Selon une étude scientifique présentée, vendredi 10 juillet, par l’Amicale des cadres du Port autonome de Dakar (Pad), l’ensemble de l’écosystème portuaire contribue à 19 % du Produit intérieur brut (Pib) du Sénégal, dont 6 % au titre des recettes fiscales. Des chiffres qui illustrent le rôle central de la plateforme portuaire dans la création de richesses, l’emploi et les finances publiques.
L’étude, consacrée à la contribution de l’écosystème portuaire à l’économie nationale, offre pour la première fois une mesure globale des retombées économiques du Port autonome de Dakar (Pad). Au-delà de ses activités traditionnelles de manutention et de transit, le port apparaît comme un puissant levier de croissance, dont les effets irriguent l’ensemble de l’économie nationale. Les données présentées sont éloquentes. Chaque année, le port de Dakar traite 24 millions de tonnes de marchandises, générant une empreinte économique de 3.656 milliards de FCfa. L’activité portuaire procure également 1.105 milliards de FCfa de recettes à l’État, auxquels s’ajoutent 222 milliards de FCfa d’effets induits réinjectés dans l’économie à travers la consommation des ménages et les achats effectués au sein de la chaîne de valeur.

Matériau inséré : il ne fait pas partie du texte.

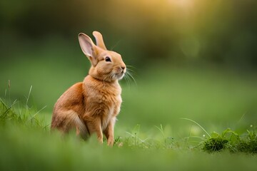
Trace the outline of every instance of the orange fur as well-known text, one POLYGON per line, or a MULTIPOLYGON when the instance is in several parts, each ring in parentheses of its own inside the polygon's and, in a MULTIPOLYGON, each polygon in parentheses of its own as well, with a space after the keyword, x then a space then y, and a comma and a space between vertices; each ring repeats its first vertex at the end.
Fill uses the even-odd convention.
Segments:
POLYGON ((81 48, 91 67, 82 83, 74 84, 59 98, 51 128, 63 133, 76 128, 76 134, 84 139, 96 133, 100 142, 104 133, 107 144, 112 145, 116 117, 122 101, 118 81, 126 68, 120 54, 106 48, 101 34, 94 31, 93 35, 96 46, 86 34, 79 35, 81 48))

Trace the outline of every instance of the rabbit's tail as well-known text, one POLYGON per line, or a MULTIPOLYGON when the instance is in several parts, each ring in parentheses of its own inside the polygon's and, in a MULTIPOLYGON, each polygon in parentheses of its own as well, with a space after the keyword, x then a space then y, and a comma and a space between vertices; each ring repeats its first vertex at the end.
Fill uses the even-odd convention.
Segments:
POLYGON ((74 110, 59 111, 54 113, 51 129, 58 129, 64 133, 68 133, 72 128, 76 129, 77 135, 86 139, 89 136, 87 126, 79 117, 79 115, 74 110))

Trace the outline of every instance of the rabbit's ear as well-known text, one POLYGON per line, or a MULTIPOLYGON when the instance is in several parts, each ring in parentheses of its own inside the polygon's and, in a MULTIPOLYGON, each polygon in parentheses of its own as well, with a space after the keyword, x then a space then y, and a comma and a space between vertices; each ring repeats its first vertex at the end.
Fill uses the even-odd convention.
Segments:
POLYGON ((101 33, 100 33, 100 32, 99 32, 97 31, 93 31, 93 35, 96 38, 96 46, 104 50, 107 50, 106 47, 104 45, 103 36, 101 35, 101 33))
POLYGON ((83 53, 89 58, 94 66, 97 64, 96 45, 93 43, 90 37, 84 33, 79 34, 79 45, 83 53))

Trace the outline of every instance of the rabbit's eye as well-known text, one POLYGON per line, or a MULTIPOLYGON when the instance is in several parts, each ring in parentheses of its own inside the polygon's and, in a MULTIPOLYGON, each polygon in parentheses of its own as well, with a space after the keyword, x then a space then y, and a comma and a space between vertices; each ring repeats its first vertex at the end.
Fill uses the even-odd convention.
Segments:
POLYGON ((110 57, 106 56, 105 58, 106 62, 111 62, 110 57))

L’impact du Pad dépasse largement les seules activités maritimes. Selon l’étude, l’écosystème portuaire concentre 24 % de la population active du Sénégal avec près de 1,5 million d’emplois (directs, indirects et induits), incluant 42.800 postes directs. Ces résultats confirment le rôle structurant du secteur portuaire dans le tissu économique national et son effet d’entraînement sur de nombreuses filières, notamment le transport, la logistique, le commerce et les services.

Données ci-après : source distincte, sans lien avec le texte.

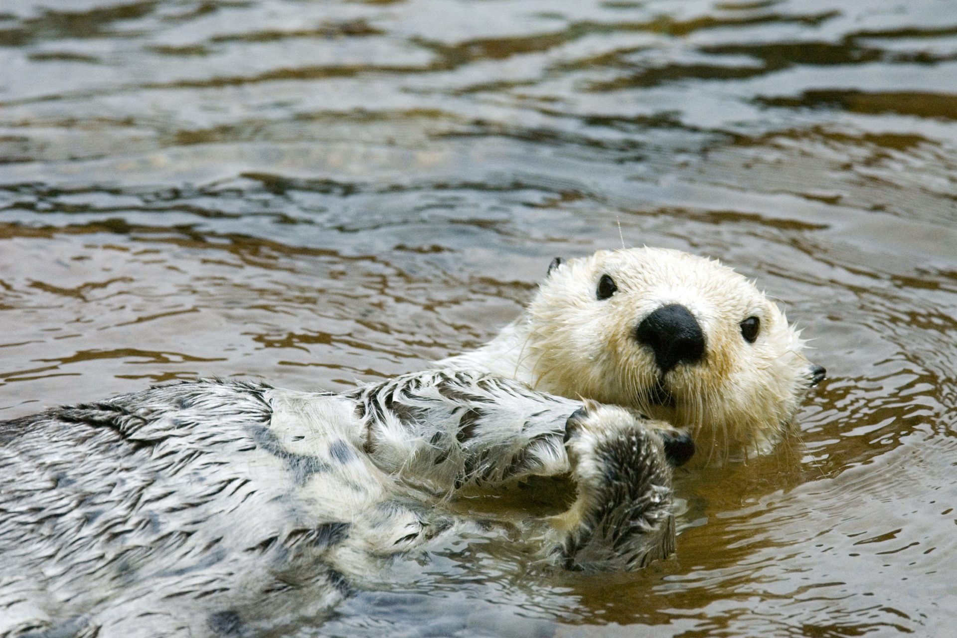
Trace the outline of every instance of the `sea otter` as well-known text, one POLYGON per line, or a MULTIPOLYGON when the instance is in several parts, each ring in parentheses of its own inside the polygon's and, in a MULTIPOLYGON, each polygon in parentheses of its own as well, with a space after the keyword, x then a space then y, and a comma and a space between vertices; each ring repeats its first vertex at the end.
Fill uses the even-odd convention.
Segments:
POLYGON ((625 406, 688 429, 701 463, 768 451, 825 370, 753 283, 720 262, 633 248, 556 258, 524 313, 439 365, 625 406))
POLYGON ((402 555, 501 534, 445 499, 536 473, 577 485, 520 522, 543 563, 636 568, 674 549, 669 460, 692 450, 632 410, 460 370, 345 394, 188 382, 0 422, 0 636, 316 622, 402 555))

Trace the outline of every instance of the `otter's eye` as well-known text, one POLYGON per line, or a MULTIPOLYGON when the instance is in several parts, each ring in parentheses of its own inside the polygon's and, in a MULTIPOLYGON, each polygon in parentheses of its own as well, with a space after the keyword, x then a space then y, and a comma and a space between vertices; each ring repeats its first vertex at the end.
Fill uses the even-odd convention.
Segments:
POLYGON ((741 322, 741 336, 748 343, 753 343, 758 338, 758 330, 761 329, 761 319, 757 317, 748 317, 741 322))
POLYGON ((607 275, 602 275, 601 278, 598 279, 598 290, 595 291, 595 297, 601 301, 614 295, 616 290, 618 287, 614 285, 614 279, 607 275))

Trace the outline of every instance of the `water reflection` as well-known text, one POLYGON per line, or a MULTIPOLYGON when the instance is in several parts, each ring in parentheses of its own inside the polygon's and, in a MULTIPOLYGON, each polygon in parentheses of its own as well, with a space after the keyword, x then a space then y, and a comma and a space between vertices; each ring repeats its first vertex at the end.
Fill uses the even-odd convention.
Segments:
POLYGON ((0 63, 5 417, 414 369, 622 243, 721 257, 814 339, 794 437, 681 476, 676 559, 464 539, 301 635, 949 630, 952 3, 11 0, 0 63))

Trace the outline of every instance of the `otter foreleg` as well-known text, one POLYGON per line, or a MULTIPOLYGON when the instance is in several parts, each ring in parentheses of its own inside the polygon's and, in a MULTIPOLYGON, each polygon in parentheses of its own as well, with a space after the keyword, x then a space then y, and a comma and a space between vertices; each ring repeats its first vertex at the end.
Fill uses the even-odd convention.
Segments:
POLYGON ((568 420, 577 498, 548 521, 567 569, 635 569, 675 550, 667 443, 634 413, 589 402, 568 420))
POLYGON ((436 495, 567 473, 565 422, 582 406, 469 370, 407 374, 351 396, 372 462, 436 495))

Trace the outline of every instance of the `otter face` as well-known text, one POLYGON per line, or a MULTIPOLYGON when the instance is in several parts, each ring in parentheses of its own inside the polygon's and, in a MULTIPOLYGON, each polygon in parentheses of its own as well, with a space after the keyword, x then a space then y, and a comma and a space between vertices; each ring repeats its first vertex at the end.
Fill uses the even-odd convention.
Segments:
POLYGON ((751 282, 679 251, 552 262, 528 327, 536 387, 688 428, 704 458, 772 444, 824 377, 751 282))

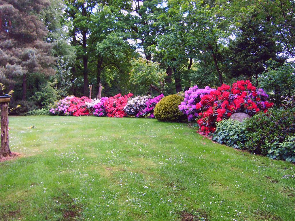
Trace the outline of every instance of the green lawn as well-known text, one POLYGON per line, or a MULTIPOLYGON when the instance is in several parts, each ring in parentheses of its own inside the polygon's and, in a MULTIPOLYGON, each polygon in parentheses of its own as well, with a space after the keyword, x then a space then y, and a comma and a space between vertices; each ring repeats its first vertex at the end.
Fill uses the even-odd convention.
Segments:
POLYGON ((284 176, 294 164, 213 143, 186 124, 9 120, 22 156, 0 163, 0 220, 295 220, 295 178, 284 176))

Les perspectives sont tout aussi ambitieuses. À l’horizon 2035, les 11 concessionnaires opérant dans l’enceinte portuaire prévoient de mobiliser 1.100 milliards de FCfa d’investissements destinés à renforcer les infrastructures et à améliorer la compétitivité de la plateforme.
Pour le directeur général du Pad, Waly Diouf Bodiang, ces résultats apportent une mesure objective de la contribution du port à l’économie nationale et constituent un outil d’aide à la décision pour les pouvoirs publics. Il estime que le repositionnement stratégique du Port autonome de Dakar ouvre une nouvelle phase de développement destinée à adapter la plateforme aux mutations du commerce maritime international.

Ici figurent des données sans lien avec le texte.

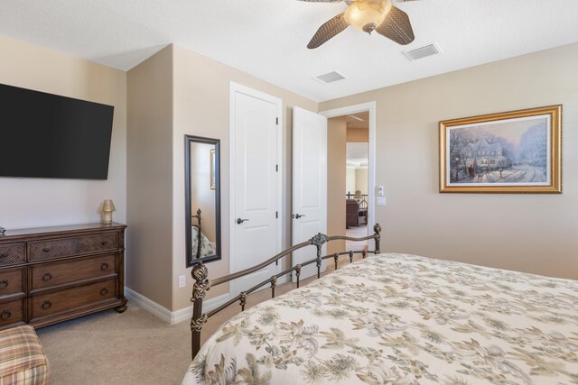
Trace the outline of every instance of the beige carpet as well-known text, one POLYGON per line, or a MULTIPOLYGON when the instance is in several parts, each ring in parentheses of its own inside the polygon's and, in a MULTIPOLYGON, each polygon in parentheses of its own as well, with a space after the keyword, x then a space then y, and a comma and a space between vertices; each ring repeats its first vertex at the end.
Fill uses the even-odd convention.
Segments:
MULTIPOLYGON (((326 273, 333 267, 331 260, 328 262, 326 273)), ((349 259, 342 258, 340 266, 345 263, 349 259)), ((275 294, 294 287, 285 283, 275 294)), ((247 308, 270 296, 270 289, 249 296, 247 308)), ((203 328, 203 342, 239 310, 232 305, 211 317, 203 328)), ((189 322, 172 326, 131 302, 124 314, 107 310, 36 332, 51 365, 52 385, 180 384, 191 363, 189 322)))

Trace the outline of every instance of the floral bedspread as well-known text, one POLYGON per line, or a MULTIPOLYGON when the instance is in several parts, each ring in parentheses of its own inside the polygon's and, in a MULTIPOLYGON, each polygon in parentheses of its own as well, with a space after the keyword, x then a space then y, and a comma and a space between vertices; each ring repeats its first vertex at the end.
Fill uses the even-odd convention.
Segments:
POLYGON ((236 316, 183 384, 578 384, 578 281, 385 253, 236 316))
POLYGON ((200 232, 200 257, 197 257, 197 252, 199 252, 199 227, 192 226, 191 229, 192 258, 203 258, 209 255, 215 255, 217 253, 215 246, 211 244, 207 235, 205 235, 203 232, 200 232))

Cette ambition repose notamment sur le développement du port de Ndayane, la modernisation des infrastructures existantes, la transition numérique, l’amélioration continue de la qualité des services et le renforcement de la compétitivité logistique. Le président de l’Amicale des cadres du Pad, Abdoulaye Sogue, a, pour sa part, souligné que cette étude permet désormais de mesurer, avec précision, la valeur créée par l’écosystème portuaire. Selon lui, un secteur portuaire performant constitue un puissant levier de croissance, d’intégration régionale et de transformation structurelle de l’économie sénégalaise.